Joe. Joe is my man! Still a very closed person, but becoming quite hilarious this year, I think he should be inducted to the Evans Weird of Fame. I'm glad I've rubbed off on him. He's rubbed off on me too. I've become a more logical thinker and have had to up the ante when it comes to arguments, and I think it's safe to say, I can argue with the best of them now :) Joe is so stinking logical that most people get frustrated and dodge the point. But it is a gift that he has, to get to the root issue. He loves playing the Wii, especially Wii resort. He loves to be rough and loud with the girls and they love it too. I appreciate his kindness to me in so many ways. His support of me in my chosen career of "raiser of our children" is immense. I thank God for him every day. Marriage is mainly personal work in becoming less selfish, and partly joint work finding common ground, but I couldn't be happier working along side a man who is 8 inches taller than I am! He is in his element in the engineering world, complex equations to figure, bridge projects, testing soils. I'm glad he loves what he does. He is finishing up his novel and I am looking forward to continuing being his editorial consultant. It has brought us lots of laughs and learning with, and about, each other in the process of refining his art. He is writing it because I want him to.  He would be a contented man to sit and stare at a computer green screen playing spider or solitaire for hours on end, but the stories he creates in his mind are irresistible and I love a man who is productive!

Speaking of productive, I love life! There are so many things to learn and try and be and do and create. That has been my favorite word this year-by far!!! Create. And being 30 years old is spectacular!! I couldn't have imagined life soo good at all, yet alone at such a young age as 30! Here's to living! I say to Mom and Dad that I have the best (and worst) of both worlds from them in me. Dad's passion, ideals, love for teaching. Mom's creativity, tender-heart and commitment. Which, makes for a pretty interesting how-do-all-these-puzzle-pieces-fit-into-my-life-in-a-balanced-way? tetris game for myself. I've allowed myself this...

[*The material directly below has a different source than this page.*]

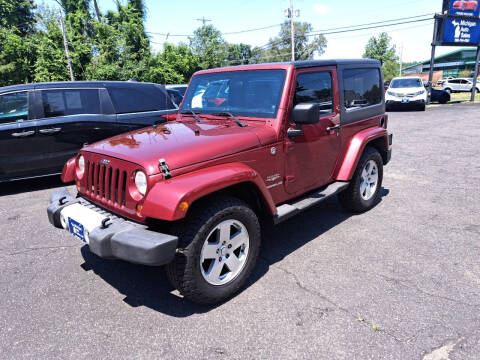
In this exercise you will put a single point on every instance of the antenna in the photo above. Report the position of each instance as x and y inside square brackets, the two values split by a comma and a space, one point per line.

Delighting and homeschooling my girls is top of my list, which delighting happens more often than homeschooling. When the flow is there, all other passions can work wonders in their proper time. I have a successful at-home photo, slide and negative scanning business which gives me those Mr. Keating "carpe diem" moments all I want. Which make me love deeper and hug tighter. I also am an "eating healthy" activist for people who want to hear about it. Best thing about me eating right is that my mind is free. I also dropped a lot of weight in the process, and I thank Mandi for taking me on this continuing journey of a health-filled life. I'm forever in her debt. And last and most creative endeavor is..." (to be continued...)



Love,
Jenni

2 comments:

Trista said...

LOVED reading about you and your family...and you are SUCH a great writer! You are AWESOME! Miss you!

Josie and Wayne said...

Thank you so much for posting this. I love reading about your family and how you are growing and being more and more awesome all the time! I didn't know you were homeschooling too! We need to talk sometime.